2) Trump’s Comments To Iran
“As we strengthen friendships around the world, we are also restoring clarity about our adversaries. When the people of Iran rose up against the crimes of their corrupt dictatorship, I did not stay silent. America stands with the people of Iran in their courageous struggle for freedom,” Trump said.
“Our gathering today is being broadcast throughout Western Europe and North America. I understand that it is being seen and heard as well in the East. To those listening throughout Eastern Europe, a special word: Although I cannot be with you, I address my remarks to you just as surely as to those standing here before me. For I join you, as I join your fellow countrymen in the West, in this firm, this unalterable belief: Es gibt nur ein Berlin. [There is only one Berlin.],” Reagan told the people of Western Berlin in 1987.
3) Trump’s Remarks About A Victim Of The Communist North Korean Regime
The president detailed the plight of Mr.

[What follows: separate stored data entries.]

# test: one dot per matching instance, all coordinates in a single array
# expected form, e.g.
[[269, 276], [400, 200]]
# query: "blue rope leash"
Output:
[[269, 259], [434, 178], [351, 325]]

Ji Seong-ho, a young man who went through veritable hell to escape the clutches of the North Korean government.
“His tormentors wanted to know if he had met any Christians. He had — and he resolved to be free,” Trump said.
Reagan often spoke about religious freedom and its necessity to the American life, as he did with the late Pope John Paul II in 1984.
“I can assure you, Your Holiness, the American people seek to act as a force for peace in the world and to further the cause of human freedom and dignity. … claims of human dignity transcend the claims of any government, and that this transcendent right itself has a transcendent source.The God who gave us life, gave us liberty at the same time,” Reagan said.
4) American Heroes
“A people whose heroes live not only in the past, but all around us — defending hope, pride, and the American way,” Trump said Tuesday.
“Those who say that we’re in a time when there are not heroes, they just don’t know where to look. You can see heroes every day going in and out of factory gates. Others, a handful in number, produce enough food to feed all of us and then the world beyond. You meet heroes across a counter, and they’re on both sides of that counter. There are entrepreneurs with faith in themselves and faith in an idea who create new jobs, new wealth and opportunity. They’re individuals and families whose taxes support the government and whose voluntary gifts support church, charity, culture, art, and education. Their patriotism is quiet, but deep. Their values sustain our national life,” Reagan said in 1981.
5) American Legacy
“That is what our country has always been about. That is what Americans have always stood for, always strived for, and always done. Atop the dome of this Capitol stands the Statue of Freedom. She stands tall and dignified among the monuments to our ancestors who fought and lived and died to protect her,” Trump said.
“Monuments to Washington and Jefferson — to Lincoln and King. Memorials to the heroes of Yorktown and Saratoga — to young Americans who shed their blood on the shores of Normandy, and the fields beyond,” the president said. “And others, who went down in the waters of the Pacific and the skies over Asia. And freedom stands tall over one more monument: this one. This Capitol. This living monument to the American people.”
Reagan’s farewell address to the nation in 1989 painted a similar picture.
“I’ve spoken of the shining city all my political life, but I don’t know if I ever quite communicated what I saw when I said it. But in my mind, it was a tall proud city built on rocks stronger than oceans, wind swept, God blessed, and teeming with people of all kinds living in harmony and peace – a city with free ports that hummed with commerce and creativity, and if there had to be city walls, the walls had doors, and the doors were open to anyone with the will and the heart to get here,” Reagan said.
“And how stands the city on this winter night? More prosperous, more secure and happier than it was eight years ago. But more than that: after 200 years, two centuries, she still stands strong and true on the granite ridge, and her glow has held steady no matter what storm. And she’s still a beacon, still a magnet for all who must have freedom, for all the Pilgrims from all the lost places who are hurtling through the darkness, toward home.”